Husbands should take good care of their wives, with [the bounties] God has given to some more than others and with what they spend out of their own money.  Righteous wives are devout and guard what God would have them guard in their husbands’ absence.  If you fear high-handedness from your wives, remind them [of the teachings of God], then ignore them when you go to bed, then hit them.  If they obey you, you have no right to act against them: God is most high and great.  If you [believers] fear that couple may break up, appoint one arbiter from his family and one from hers.  Then, if the couple want to put things right, God will bring about a reconciliation between them: He is all knowing, all aware. (4:34-35)

Stop!  Did I read that correctly?  “Hit them?”  If your wife gets a superiority complex and gets too big for her britches, slap her around?  The older translations (Dawood, Pickthall, Arberry) all say “beat them.”  Ali softens it by adding a word: “beat them [lightly].”  Submission by abuse?  Really? 

First observation: somehow “take good care of your wives” and “hit them” go together in the flow of these verses.  It is going to be hard to reconcile those two to my mind, but here goes the argument.

The husband is given care of the wife as a “guardian.”  He is responsible for her welfare physically, financially, emotionally, and spiritually.  He is to take great measures against anything that threatens her well-being, including her own arrogance.  If a man fears that his wife is being “high-handed” (nushuz; Pickthall: “ill-will and nasty conduct;” Ali: “disloyalty and ill conduct”) and therefore the integrity of the marriage and the wife’s heart are in jeopardy, he is allowed to take action to correct her and get her back to a place that will bless her once again.  Notice that nushuz is something a man can do to his wife as well (4:128), so we are not talking about a wife who refuses to be submissive, as a Muslim man is not expected to be submissive to his wife and therefore could not be guilty of this.  We are talking about a spouse who callously, disrespectfully treats the other with meanness and spite.  Both men and women can do this.  Marriages, families, virtue and the very fabric of good society are at risk from such behavior that goes unchecked. 

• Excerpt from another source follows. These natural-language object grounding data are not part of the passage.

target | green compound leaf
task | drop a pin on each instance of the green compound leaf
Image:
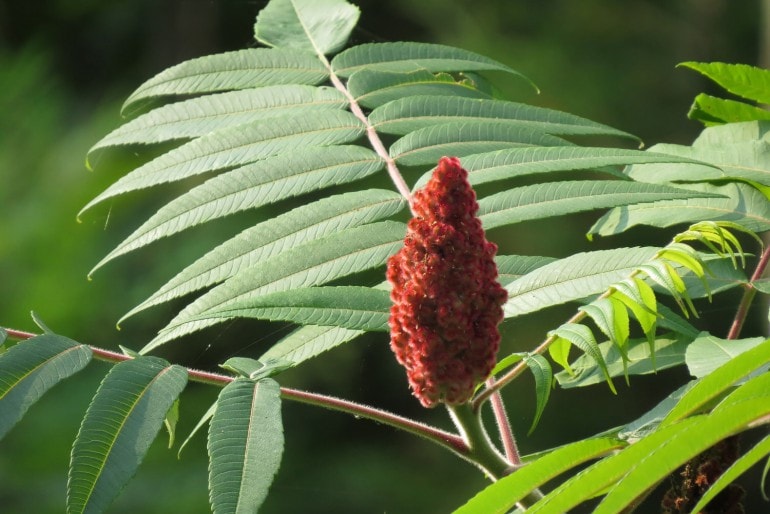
(245, 445)
(543, 375)
(429, 144)
(711, 111)
(742, 204)
(717, 382)
(707, 352)
(539, 201)
(652, 462)
(743, 80)
(353, 307)
(582, 337)
(372, 88)
(269, 238)
(573, 278)
(404, 115)
(310, 264)
(318, 26)
(669, 352)
(199, 116)
(307, 342)
(502, 496)
(123, 419)
(242, 69)
(400, 57)
(30, 368)
(252, 186)
(237, 146)
(611, 316)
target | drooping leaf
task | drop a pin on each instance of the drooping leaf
(404, 115)
(715, 383)
(245, 445)
(400, 57)
(709, 352)
(353, 307)
(199, 116)
(540, 201)
(251, 186)
(743, 80)
(123, 419)
(513, 267)
(572, 278)
(372, 88)
(658, 460)
(742, 204)
(503, 495)
(669, 352)
(271, 237)
(650, 420)
(429, 144)
(582, 337)
(711, 110)
(314, 263)
(170, 421)
(255, 369)
(318, 26)
(543, 375)
(309, 341)
(204, 419)
(29, 368)
(242, 69)
(237, 146)
(611, 316)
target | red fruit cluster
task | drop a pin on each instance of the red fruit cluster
(447, 302)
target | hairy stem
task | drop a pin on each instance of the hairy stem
(748, 296)
(450, 441)
(482, 452)
(504, 426)
(371, 134)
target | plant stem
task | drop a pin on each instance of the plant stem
(482, 452)
(371, 134)
(748, 296)
(452, 442)
(504, 426)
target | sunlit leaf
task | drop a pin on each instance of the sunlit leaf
(407, 114)
(573, 278)
(740, 79)
(121, 423)
(318, 26)
(251, 186)
(402, 57)
(353, 307)
(543, 375)
(30, 368)
(503, 495)
(429, 144)
(227, 71)
(540, 201)
(314, 263)
(372, 88)
(237, 146)
(303, 224)
(245, 445)
(709, 352)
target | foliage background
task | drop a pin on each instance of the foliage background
(66, 65)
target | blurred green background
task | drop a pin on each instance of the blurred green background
(65, 67)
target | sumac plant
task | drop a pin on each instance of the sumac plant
(304, 116)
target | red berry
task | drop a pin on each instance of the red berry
(447, 302)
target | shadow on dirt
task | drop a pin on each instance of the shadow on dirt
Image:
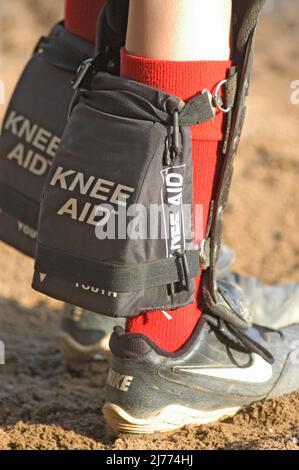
(36, 385)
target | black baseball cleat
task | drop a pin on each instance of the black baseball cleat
(85, 335)
(218, 372)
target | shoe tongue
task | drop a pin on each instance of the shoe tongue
(246, 14)
(232, 297)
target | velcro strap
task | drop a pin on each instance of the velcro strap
(197, 110)
(19, 206)
(116, 277)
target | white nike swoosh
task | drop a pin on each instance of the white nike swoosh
(259, 371)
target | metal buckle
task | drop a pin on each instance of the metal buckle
(217, 100)
(186, 270)
(81, 73)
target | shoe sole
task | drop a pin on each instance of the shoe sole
(74, 351)
(169, 419)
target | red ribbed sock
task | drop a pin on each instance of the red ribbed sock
(81, 17)
(182, 79)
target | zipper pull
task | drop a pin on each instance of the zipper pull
(167, 154)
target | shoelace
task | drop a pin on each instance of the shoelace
(239, 337)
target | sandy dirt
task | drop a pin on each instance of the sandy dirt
(43, 405)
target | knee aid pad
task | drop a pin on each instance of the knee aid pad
(126, 148)
(116, 225)
(32, 129)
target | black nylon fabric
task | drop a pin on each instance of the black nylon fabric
(32, 128)
(99, 145)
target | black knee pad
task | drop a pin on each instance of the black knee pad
(126, 152)
(32, 129)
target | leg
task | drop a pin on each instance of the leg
(181, 30)
(171, 47)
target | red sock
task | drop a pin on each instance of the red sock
(183, 79)
(81, 17)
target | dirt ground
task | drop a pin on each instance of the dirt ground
(43, 405)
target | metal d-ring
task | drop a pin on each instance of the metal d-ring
(218, 101)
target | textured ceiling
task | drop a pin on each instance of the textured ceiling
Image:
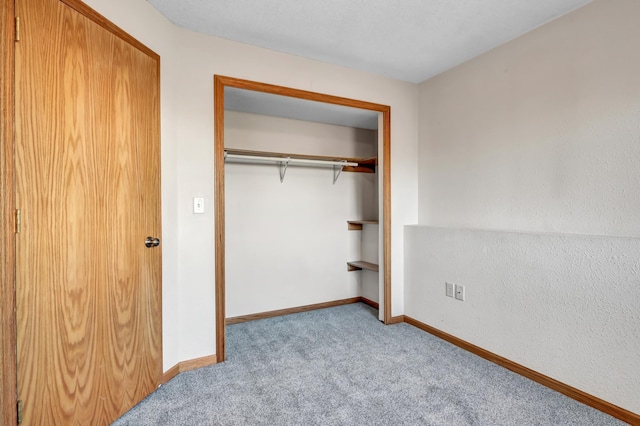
(409, 40)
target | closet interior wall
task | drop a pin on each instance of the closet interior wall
(287, 243)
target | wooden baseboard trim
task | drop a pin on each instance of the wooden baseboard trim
(288, 311)
(571, 392)
(188, 365)
(370, 302)
(396, 320)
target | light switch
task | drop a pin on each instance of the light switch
(198, 205)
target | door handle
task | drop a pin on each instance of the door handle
(152, 242)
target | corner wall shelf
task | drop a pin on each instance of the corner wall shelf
(356, 225)
(360, 265)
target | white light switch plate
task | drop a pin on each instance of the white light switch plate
(198, 205)
(459, 292)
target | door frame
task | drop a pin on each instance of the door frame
(8, 375)
(220, 82)
(8, 359)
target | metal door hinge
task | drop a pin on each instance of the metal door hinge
(18, 221)
(19, 411)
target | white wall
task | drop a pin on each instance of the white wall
(541, 135)
(287, 243)
(189, 61)
(563, 305)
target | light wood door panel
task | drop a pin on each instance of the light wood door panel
(87, 183)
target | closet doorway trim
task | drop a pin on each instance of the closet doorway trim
(220, 82)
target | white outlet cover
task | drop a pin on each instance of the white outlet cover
(450, 291)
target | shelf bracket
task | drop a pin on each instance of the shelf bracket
(336, 172)
(283, 168)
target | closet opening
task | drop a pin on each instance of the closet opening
(302, 201)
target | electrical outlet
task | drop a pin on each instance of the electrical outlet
(460, 292)
(450, 289)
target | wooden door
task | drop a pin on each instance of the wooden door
(88, 290)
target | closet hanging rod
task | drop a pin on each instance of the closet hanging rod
(290, 160)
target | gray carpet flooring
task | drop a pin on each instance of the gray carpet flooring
(341, 366)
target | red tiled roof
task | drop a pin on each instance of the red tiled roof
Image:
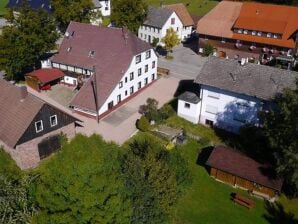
(236, 163)
(182, 13)
(46, 75)
(114, 50)
(271, 18)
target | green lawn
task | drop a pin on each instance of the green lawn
(195, 7)
(3, 3)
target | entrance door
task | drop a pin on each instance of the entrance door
(110, 105)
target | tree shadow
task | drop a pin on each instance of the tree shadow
(203, 157)
(187, 85)
(276, 214)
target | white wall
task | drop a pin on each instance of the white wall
(227, 110)
(191, 114)
(145, 31)
(126, 86)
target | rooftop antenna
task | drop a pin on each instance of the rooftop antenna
(94, 88)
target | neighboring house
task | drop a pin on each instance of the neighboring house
(233, 167)
(158, 21)
(250, 27)
(230, 94)
(185, 18)
(114, 62)
(103, 6)
(29, 127)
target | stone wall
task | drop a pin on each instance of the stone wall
(26, 155)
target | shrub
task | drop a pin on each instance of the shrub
(143, 124)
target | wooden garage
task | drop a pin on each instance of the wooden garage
(42, 79)
(233, 167)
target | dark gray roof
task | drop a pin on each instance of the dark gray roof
(189, 97)
(261, 81)
(157, 17)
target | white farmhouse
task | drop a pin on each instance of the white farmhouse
(114, 64)
(230, 94)
(159, 20)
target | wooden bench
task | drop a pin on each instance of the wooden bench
(244, 201)
(163, 71)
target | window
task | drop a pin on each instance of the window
(131, 90)
(119, 98)
(173, 21)
(153, 64)
(211, 109)
(213, 95)
(138, 57)
(91, 53)
(153, 76)
(148, 54)
(53, 120)
(38, 126)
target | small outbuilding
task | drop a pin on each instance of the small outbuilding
(233, 167)
(42, 79)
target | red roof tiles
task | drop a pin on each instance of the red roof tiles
(46, 75)
(236, 163)
(114, 50)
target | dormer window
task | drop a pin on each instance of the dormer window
(91, 54)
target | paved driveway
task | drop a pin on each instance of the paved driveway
(119, 125)
(185, 65)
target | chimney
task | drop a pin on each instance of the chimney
(23, 92)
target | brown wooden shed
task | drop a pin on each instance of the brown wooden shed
(234, 168)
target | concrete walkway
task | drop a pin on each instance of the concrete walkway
(119, 125)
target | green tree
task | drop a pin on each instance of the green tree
(170, 40)
(16, 204)
(281, 130)
(153, 184)
(66, 11)
(82, 184)
(30, 36)
(129, 13)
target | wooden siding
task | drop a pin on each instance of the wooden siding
(241, 182)
(44, 114)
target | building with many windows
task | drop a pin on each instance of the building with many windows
(230, 94)
(159, 20)
(254, 28)
(114, 63)
(30, 128)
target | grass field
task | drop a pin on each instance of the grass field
(195, 7)
(3, 3)
(208, 201)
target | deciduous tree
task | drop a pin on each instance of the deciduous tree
(129, 13)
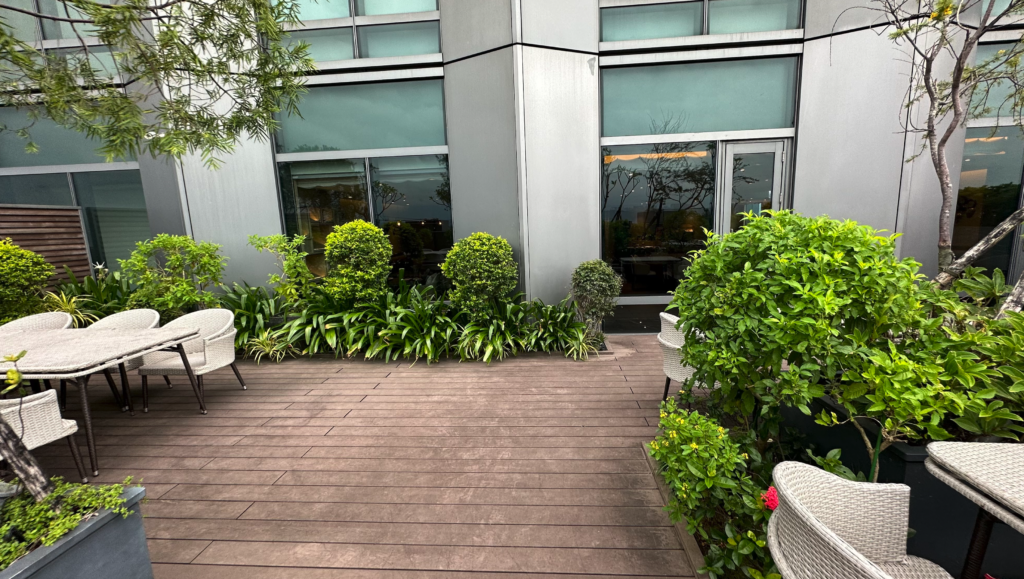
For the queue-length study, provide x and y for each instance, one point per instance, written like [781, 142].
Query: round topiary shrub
[481, 270]
[23, 277]
[595, 287]
[358, 257]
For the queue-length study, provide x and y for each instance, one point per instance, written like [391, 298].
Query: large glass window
[989, 192]
[367, 116]
[36, 190]
[651, 21]
[656, 202]
[114, 209]
[699, 96]
[374, 7]
[399, 40]
[729, 16]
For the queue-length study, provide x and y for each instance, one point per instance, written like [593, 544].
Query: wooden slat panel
[53, 233]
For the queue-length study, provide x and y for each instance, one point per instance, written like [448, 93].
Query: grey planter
[103, 547]
[941, 518]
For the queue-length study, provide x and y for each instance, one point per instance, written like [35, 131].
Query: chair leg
[77, 456]
[239, 375]
[114, 389]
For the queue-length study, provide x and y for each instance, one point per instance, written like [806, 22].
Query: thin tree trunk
[946, 278]
[29, 473]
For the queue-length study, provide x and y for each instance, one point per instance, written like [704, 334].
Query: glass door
[753, 181]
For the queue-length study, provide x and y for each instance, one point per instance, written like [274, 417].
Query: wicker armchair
[826, 526]
[671, 340]
[37, 420]
[48, 321]
[212, 350]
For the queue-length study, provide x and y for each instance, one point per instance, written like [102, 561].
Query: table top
[76, 353]
[994, 468]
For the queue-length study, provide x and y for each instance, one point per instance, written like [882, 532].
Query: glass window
[51, 189]
[323, 9]
[989, 192]
[327, 44]
[652, 21]
[321, 195]
[656, 202]
[698, 96]
[57, 146]
[399, 40]
[413, 204]
[367, 116]
[374, 7]
[114, 209]
[728, 16]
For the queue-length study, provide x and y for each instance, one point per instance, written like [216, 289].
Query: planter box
[942, 519]
[105, 546]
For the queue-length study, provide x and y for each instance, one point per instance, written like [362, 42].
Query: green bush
[481, 270]
[595, 287]
[713, 490]
[173, 275]
[23, 277]
[358, 257]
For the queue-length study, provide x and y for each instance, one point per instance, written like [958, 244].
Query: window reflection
[989, 192]
[657, 201]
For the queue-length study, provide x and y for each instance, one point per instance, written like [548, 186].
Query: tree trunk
[1015, 301]
[948, 275]
[29, 473]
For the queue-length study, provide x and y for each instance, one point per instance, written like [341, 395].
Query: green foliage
[481, 270]
[708, 472]
[23, 277]
[595, 287]
[359, 258]
[28, 525]
[294, 280]
[173, 275]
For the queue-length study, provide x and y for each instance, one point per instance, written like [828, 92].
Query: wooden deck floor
[342, 469]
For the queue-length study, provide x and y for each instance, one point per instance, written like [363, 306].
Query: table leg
[83, 391]
[979, 544]
[192, 378]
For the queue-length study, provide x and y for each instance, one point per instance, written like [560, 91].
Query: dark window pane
[413, 204]
[35, 190]
[320, 195]
[653, 21]
[114, 208]
[698, 96]
[656, 202]
[730, 16]
[399, 40]
[989, 192]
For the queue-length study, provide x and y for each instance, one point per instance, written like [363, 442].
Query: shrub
[595, 287]
[23, 277]
[481, 270]
[713, 490]
[358, 257]
[173, 275]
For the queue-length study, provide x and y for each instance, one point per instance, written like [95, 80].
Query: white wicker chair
[825, 526]
[671, 340]
[37, 420]
[213, 350]
[130, 320]
[48, 321]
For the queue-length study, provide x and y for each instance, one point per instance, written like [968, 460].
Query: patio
[329, 468]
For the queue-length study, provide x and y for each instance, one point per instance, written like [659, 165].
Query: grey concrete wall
[227, 205]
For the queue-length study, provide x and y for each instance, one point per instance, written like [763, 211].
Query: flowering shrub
[725, 508]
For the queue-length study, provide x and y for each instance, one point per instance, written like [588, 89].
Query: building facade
[576, 129]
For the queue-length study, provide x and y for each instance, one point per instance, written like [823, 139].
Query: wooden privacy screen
[54, 233]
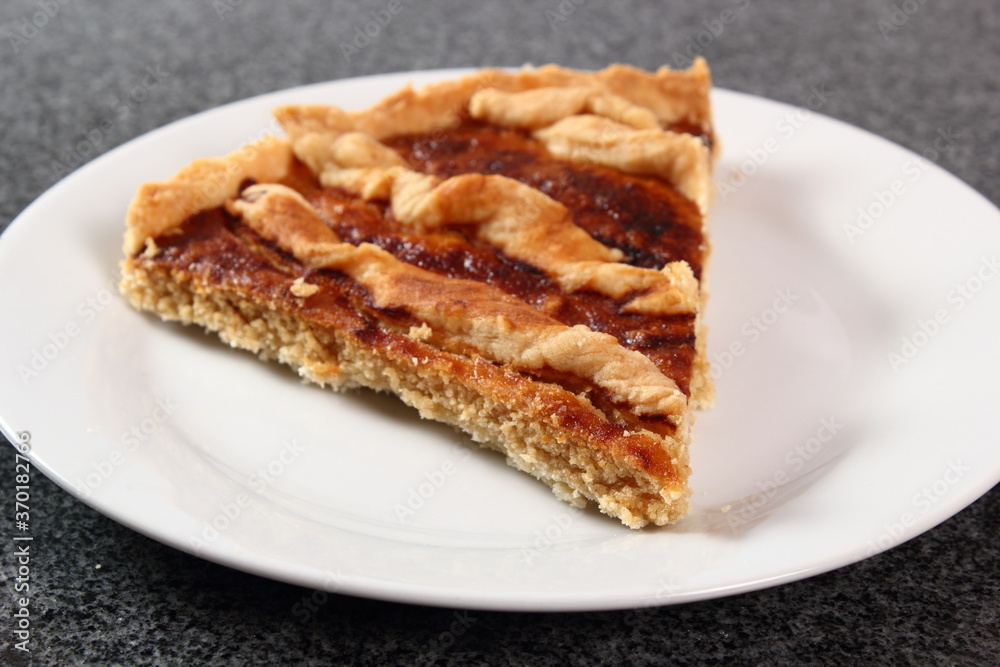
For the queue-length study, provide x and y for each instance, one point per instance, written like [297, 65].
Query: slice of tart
[518, 254]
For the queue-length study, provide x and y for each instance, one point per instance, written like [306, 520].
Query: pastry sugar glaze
[515, 253]
[216, 250]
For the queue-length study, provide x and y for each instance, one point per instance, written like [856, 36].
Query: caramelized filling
[217, 249]
[667, 340]
[642, 216]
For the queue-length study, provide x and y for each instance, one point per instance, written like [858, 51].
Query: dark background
[903, 70]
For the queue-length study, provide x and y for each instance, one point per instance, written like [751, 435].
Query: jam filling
[642, 216]
[220, 250]
[668, 340]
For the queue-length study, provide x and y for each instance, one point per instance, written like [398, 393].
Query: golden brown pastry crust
[632, 459]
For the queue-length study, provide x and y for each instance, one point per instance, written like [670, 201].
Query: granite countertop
[107, 595]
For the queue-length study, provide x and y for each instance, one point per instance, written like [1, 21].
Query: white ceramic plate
[822, 448]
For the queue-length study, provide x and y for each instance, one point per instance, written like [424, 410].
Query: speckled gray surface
[932, 600]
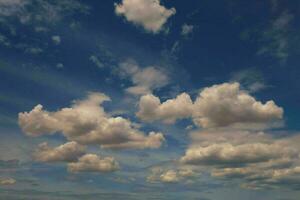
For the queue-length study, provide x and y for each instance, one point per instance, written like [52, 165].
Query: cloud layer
[63, 153]
[151, 109]
[223, 105]
[258, 160]
[86, 122]
[149, 14]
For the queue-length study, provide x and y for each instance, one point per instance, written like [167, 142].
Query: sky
[149, 99]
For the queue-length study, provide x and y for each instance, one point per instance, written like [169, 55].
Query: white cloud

We should note that both the husband and the wife have the right to divorce if one fears ill-will or irreconcilable differences with the other.  Theoretically, this is not a situation where a woman is trapped with a domineering husband (though in reality it is not always that simple, is it?)  This is a couple working out the wrinkles in a marriage they wish to preserve.   

According to this passage, if a wife should choose to conduct herself in such a hateful manner, a man is to deal with her using four steps that ascend in severity.  The hope is that as few steps as possible are necessary. 

  1. Admonish her with stern words.
  2. Separate himself for her sexually so that she feels the deprivation of companionship and rights her ways.
  3. Hit her in such a way that she “wakes up” and assumes her expected role as loving spouse.  Traditions about Muhammad (hadiths) say the Prophet said these beatings could not cause bruising, injury or serious hurt.  One commentator likened this to a single, open-handed slap intended only to bring the wife back to her senses, the kind that “shakes the woman out of her mood and she falls on his shoulders, with both happier than before” (Ahmad Shafaat). 
  4. If none of these work, the couple is to sit down with a trusted member of each extended family and try to work out their differences. 

Do all Muslims understand the admonition to “hit them” in the way described here?  No.  Do all Christians understand the Bible the same way?  Some Muslim men could not imagine laying a finger on their wives.  But are there some Muslim men who use this passage as permission to repeatedly batter their wives out of anger and a desire for control?  Yes.  Just as there are some Christian men who use Ephesians 5:22-24 to do the same.  Still, the verse is there.

So, after understanding this passage in context, what do you think?